What’s interesting is that even a majority of Massachusetts Republicans back the measure (51%). Every major age group is also on board, with those 18-34 the most supportive (87%). Both male and female voters overwhelmingly agree that medical marijuana should be legalized in the state (65% and 72%, respectively).
This broad range of support virtually ensures that the measure will pass, barring a significant turnaround in attitudes.
Still, the relatively small group of those in Massachusetts opposed to MMJ legalization – most notably police chiefs and prosecutors – are warning that the initiative will lead to a host of problems, including increased crime and illegal marijuana sales. That’s to be expected, given that law enforcement officials typically come out against medical cannabis. This time around, however, their concerns seem to be falling on deaf ears.

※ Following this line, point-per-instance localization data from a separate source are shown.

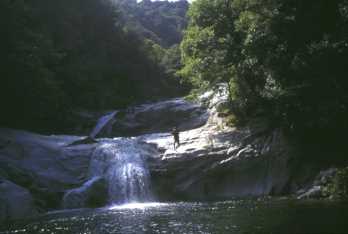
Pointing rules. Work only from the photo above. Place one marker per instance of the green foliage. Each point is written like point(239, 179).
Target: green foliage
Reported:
point(287, 58)
point(57, 56)
point(160, 21)
point(338, 187)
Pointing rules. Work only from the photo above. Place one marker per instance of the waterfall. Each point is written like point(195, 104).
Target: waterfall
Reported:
point(102, 122)
point(122, 162)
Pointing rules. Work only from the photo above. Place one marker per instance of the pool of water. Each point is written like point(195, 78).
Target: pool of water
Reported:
point(270, 216)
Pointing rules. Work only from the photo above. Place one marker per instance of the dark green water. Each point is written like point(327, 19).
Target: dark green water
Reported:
point(221, 217)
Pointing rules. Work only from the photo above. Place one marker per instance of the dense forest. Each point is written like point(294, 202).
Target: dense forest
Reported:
point(162, 22)
point(283, 60)
point(60, 56)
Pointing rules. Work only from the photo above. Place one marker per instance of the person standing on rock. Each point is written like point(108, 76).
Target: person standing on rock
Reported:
point(175, 133)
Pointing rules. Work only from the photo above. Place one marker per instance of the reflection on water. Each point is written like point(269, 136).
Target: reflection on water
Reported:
point(221, 217)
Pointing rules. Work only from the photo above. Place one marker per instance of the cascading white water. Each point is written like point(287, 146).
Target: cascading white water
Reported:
point(122, 162)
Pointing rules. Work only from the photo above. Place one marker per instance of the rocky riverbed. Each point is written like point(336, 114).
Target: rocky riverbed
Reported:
point(214, 161)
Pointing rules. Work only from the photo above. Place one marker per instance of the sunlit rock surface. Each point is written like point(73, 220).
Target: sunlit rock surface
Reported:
point(219, 162)
point(93, 193)
point(213, 162)
point(159, 117)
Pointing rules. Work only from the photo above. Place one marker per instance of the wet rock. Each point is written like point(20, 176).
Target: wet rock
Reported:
point(15, 202)
point(216, 162)
point(315, 192)
point(159, 117)
point(91, 194)
point(44, 164)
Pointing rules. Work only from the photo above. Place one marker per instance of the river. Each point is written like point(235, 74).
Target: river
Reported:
point(246, 216)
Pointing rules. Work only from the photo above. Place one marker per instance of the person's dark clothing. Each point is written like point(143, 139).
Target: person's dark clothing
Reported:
point(175, 134)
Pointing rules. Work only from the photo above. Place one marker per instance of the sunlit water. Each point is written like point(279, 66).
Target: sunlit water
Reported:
point(222, 217)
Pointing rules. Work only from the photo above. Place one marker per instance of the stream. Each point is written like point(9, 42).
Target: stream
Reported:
point(246, 216)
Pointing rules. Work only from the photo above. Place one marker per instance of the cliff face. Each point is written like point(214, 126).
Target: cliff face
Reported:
point(219, 162)
point(213, 162)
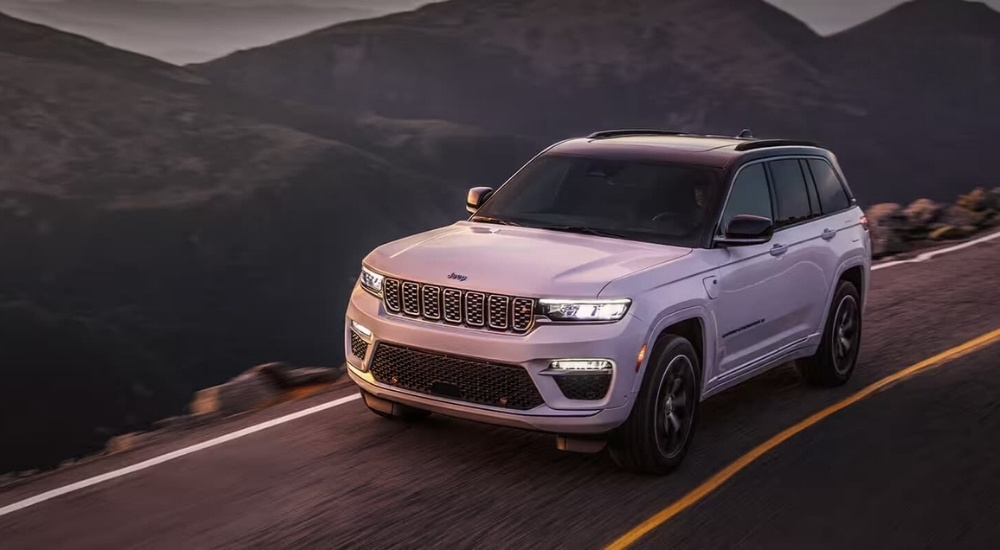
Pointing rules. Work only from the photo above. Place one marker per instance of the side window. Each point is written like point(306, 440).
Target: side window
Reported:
point(791, 195)
point(750, 195)
point(832, 197)
point(810, 187)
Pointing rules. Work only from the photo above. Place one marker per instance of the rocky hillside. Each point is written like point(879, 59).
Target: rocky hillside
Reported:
point(161, 234)
point(929, 74)
point(903, 100)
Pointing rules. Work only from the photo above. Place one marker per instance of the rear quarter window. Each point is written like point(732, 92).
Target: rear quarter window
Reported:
point(832, 196)
point(791, 194)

The biggest question now is how quickly will the state implement its MMJ program (assuming the measure passes)? Its neighbors on the East Coast have struggled to start their programs and pave the way for the launch dispensaries.
Based on those examples, it could be years before patients in Massachusetts can visit a medical cannabis storefront and purchase marijuana. Those preparing to enter the marijuana business in the state should prepare for numerous delays, uncertainty and frustration. However, if support is as strong as it seems, the state might be forced to put its program on the fast track.